4. Find Houston Nutt a job. After watching The Great Giggity gack one up against Arkansas, I stopped for a moment to contemplate what a cold, lonely place an SEC without Houston Nutt would be. It wwould be sad, gray. Like Gainesville, Florida only without the melanoma. But when you lash out at a reporter who predicted you'd lose 49-10 by saying, in essence,"Hah! We only lost 29-24 after going up by 17!", you're toast.
5. See if Bill Snyder's interested in Nutt's spot in Oxford. For those just tuning in, Kansas State is undefeated and Oklahoma is not. If you're looking for a man to take your rag-tag collection of JUCO recruits and disciplinary/academic castoffs from other schools and turn them into a bowl contender, Snyder's pretty much your guy.
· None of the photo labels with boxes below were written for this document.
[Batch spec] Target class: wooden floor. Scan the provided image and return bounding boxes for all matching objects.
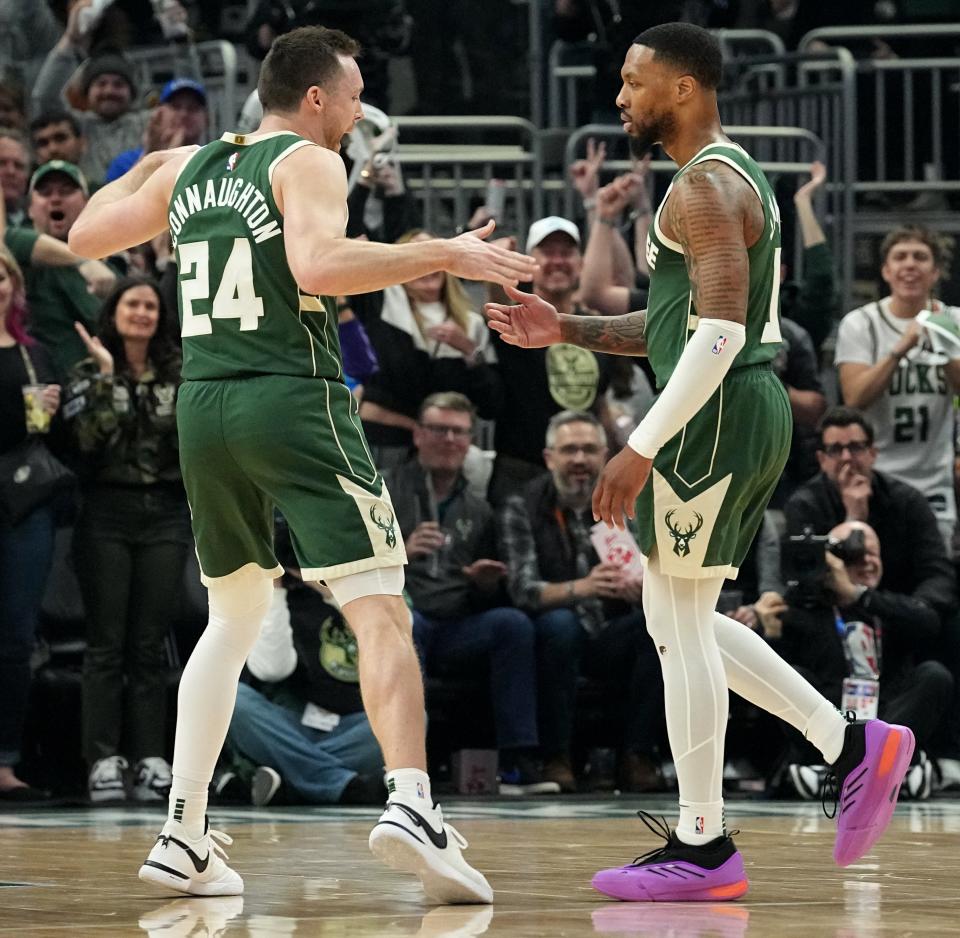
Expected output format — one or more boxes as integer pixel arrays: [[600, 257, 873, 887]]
[[0, 798, 960, 938]]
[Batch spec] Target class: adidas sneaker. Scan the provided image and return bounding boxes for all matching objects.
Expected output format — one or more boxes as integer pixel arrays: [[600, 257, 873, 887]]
[[369, 795, 493, 905], [139, 820, 243, 896], [133, 756, 173, 802], [87, 756, 128, 804]]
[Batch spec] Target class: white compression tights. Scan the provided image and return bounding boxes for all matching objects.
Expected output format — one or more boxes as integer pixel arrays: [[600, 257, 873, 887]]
[[643, 563, 845, 843], [170, 567, 273, 836]]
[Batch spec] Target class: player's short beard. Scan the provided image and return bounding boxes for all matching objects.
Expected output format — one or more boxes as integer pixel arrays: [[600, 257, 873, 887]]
[[629, 111, 677, 159]]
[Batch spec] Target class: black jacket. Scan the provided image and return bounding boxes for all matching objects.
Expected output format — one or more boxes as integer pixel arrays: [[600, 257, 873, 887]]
[[784, 471, 957, 625]]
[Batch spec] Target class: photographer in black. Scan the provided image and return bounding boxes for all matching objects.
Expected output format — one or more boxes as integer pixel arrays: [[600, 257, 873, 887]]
[[777, 521, 954, 798]]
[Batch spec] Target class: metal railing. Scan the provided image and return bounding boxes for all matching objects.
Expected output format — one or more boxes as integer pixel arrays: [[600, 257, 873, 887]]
[[395, 115, 543, 234]]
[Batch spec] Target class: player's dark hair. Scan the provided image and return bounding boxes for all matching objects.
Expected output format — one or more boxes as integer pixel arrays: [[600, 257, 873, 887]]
[[97, 274, 181, 381], [257, 26, 360, 113], [633, 23, 723, 90], [817, 406, 873, 446]]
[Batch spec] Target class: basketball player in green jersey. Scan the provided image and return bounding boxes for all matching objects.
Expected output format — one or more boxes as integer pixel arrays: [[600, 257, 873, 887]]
[[487, 23, 913, 901], [71, 27, 535, 902]]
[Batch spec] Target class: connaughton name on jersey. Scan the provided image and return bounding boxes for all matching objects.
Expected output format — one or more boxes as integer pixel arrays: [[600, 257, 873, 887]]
[[167, 176, 283, 247]]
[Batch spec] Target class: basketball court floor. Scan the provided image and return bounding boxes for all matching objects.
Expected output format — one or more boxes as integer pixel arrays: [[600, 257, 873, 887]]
[[0, 798, 960, 938]]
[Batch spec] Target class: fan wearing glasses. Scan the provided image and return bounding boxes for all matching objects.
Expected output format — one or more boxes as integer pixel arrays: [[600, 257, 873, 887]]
[[785, 407, 956, 618]]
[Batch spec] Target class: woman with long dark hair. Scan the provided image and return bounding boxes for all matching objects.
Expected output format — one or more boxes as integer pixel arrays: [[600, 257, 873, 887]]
[[0, 244, 60, 802], [68, 277, 191, 802]]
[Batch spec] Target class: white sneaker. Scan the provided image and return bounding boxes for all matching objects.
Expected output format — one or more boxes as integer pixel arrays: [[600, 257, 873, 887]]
[[137, 896, 243, 938], [87, 756, 128, 803], [133, 756, 173, 801], [369, 796, 493, 905], [139, 820, 243, 896]]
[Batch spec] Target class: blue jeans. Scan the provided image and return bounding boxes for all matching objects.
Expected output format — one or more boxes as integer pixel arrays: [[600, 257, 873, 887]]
[[227, 684, 383, 804], [534, 609, 664, 756], [413, 607, 537, 749], [0, 505, 54, 766]]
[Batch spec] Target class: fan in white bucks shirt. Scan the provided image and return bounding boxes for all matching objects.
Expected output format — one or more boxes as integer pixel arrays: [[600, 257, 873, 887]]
[[836, 225, 960, 546]]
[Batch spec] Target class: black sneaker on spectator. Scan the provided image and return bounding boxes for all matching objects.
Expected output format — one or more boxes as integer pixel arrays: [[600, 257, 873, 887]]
[[787, 762, 827, 801], [500, 756, 560, 795], [133, 756, 173, 801], [87, 756, 129, 804], [250, 765, 283, 808]]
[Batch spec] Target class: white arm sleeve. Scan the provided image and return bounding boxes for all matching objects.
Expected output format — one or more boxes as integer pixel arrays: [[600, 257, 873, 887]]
[[627, 319, 747, 459], [247, 589, 297, 682]]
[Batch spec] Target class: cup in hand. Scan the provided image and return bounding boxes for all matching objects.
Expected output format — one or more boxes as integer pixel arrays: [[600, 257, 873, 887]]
[[23, 384, 50, 433]]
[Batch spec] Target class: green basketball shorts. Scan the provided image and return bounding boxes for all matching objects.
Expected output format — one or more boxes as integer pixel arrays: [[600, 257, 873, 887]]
[[636, 364, 793, 579], [177, 375, 406, 583]]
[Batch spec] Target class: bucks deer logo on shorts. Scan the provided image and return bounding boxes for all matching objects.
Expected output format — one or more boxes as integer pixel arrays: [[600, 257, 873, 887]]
[[370, 505, 397, 550], [663, 508, 703, 557]]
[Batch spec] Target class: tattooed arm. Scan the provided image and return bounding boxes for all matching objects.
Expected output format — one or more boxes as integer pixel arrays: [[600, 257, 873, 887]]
[[559, 309, 647, 355], [661, 161, 763, 324]]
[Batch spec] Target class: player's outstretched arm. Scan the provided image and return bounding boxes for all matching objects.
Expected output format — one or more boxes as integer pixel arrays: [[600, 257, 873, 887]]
[[273, 147, 536, 296], [593, 164, 763, 528], [67, 146, 199, 258], [483, 287, 647, 355]]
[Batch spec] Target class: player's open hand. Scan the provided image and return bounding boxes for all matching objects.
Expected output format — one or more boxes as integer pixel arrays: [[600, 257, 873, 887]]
[[593, 446, 653, 531], [446, 219, 537, 287], [483, 287, 563, 348]]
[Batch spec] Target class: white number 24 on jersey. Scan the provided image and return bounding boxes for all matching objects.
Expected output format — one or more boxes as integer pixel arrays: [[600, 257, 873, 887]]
[[177, 238, 263, 338]]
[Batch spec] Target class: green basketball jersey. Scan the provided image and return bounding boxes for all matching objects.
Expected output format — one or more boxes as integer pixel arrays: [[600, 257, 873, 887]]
[[169, 131, 342, 380], [646, 143, 781, 387]]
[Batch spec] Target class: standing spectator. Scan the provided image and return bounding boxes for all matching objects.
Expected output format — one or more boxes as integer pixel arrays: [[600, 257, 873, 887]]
[[0, 245, 60, 803], [503, 411, 663, 791], [490, 215, 609, 505], [70, 278, 190, 802], [20, 160, 119, 373], [32, 3, 146, 184], [30, 110, 87, 165], [104, 78, 210, 182], [836, 225, 960, 544], [0, 127, 30, 227], [386, 392, 560, 794], [360, 230, 503, 468]]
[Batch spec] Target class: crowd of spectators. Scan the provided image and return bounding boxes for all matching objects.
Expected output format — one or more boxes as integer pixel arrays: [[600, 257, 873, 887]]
[[0, 0, 960, 805]]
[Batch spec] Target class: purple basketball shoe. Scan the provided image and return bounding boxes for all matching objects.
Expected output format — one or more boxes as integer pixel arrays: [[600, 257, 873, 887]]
[[828, 720, 914, 866], [592, 811, 750, 902]]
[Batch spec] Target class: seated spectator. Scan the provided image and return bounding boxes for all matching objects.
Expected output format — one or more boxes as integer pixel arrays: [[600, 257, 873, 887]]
[[490, 215, 609, 505], [784, 407, 956, 618], [0, 246, 60, 803], [778, 521, 953, 798], [67, 278, 192, 802], [502, 411, 663, 791], [385, 392, 560, 794], [104, 78, 210, 182], [31, 3, 146, 185], [836, 225, 960, 544], [20, 160, 121, 373], [227, 524, 387, 805], [360, 230, 503, 468], [0, 127, 30, 227], [30, 110, 87, 165]]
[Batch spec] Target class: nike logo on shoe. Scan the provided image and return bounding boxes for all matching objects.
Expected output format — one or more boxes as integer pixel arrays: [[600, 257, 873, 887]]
[[158, 834, 210, 873], [390, 801, 447, 850]]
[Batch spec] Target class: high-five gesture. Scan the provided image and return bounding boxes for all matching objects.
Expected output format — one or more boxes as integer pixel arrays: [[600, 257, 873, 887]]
[[483, 286, 563, 348]]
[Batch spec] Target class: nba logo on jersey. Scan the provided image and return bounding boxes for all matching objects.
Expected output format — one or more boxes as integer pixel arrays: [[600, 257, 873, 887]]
[[647, 235, 660, 270]]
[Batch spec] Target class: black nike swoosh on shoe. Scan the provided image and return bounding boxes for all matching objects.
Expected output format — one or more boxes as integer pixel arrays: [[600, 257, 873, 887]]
[[161, 836, 210, 873], [392, 801, 447, 850]]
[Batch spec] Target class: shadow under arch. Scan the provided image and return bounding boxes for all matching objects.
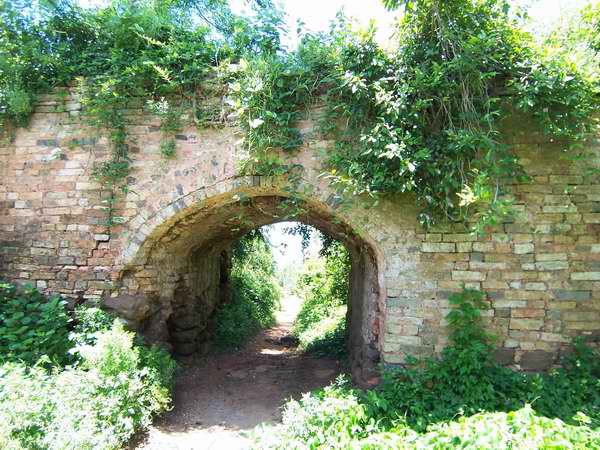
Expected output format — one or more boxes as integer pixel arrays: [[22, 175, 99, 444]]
[[112, 187, 385, 383]]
Really, who else is going to take the Ole Miss job? Kirby Smart? Mike Leach? Charlie Strong? The Ole Miss job simply isn't a very good one. Especially not with the SEC's recent scholarship restrictions. It was hard enough to cobble together 25 SEC-caliber football players when the Rebels could sign 35 a year. With a hard limit of 25, Mississippi State no longer a pushover, and LSU and Alabama siphoning off the Magnolia State prospects they really want, it's a fool's errand. Snyder may not be a fool, but at least he's used to dealing with the odds.
6. Await "the Clemsoning." After taking a blowtorch to North Carolina, Clemson remains undefeated and in contention for a spot in the BCS Title Game. With remaining games at Georgia Tech, N.C. State and South Carolina and a home affair with Wake Forest, the schedule doesn't set up that badly for them. If Clemson were Alabama I would confidently predict they'll be undefeated going into the ACC Championship Game (they still play that, right? Anybody know?). But they're not. They're a young team counting on young players at key positions, and they will lay at least one egg down the stretch. My guess is that it comes against N.C.State or Wake, because that would be the most Clemsony way of screwing this up. But I wouldn't call you crazy if you said they'll figure out a way to lose in Columbia to close the season.
What am I forgetting? Let me know in the comments. Until later. . .
*For those scoring at home, that's a sin.
** Again, if you're playing the home game this is also a sin, perhaps more egregious than the first. Because Mark Richt likes driving in his truck. And Sister Hazel sucks.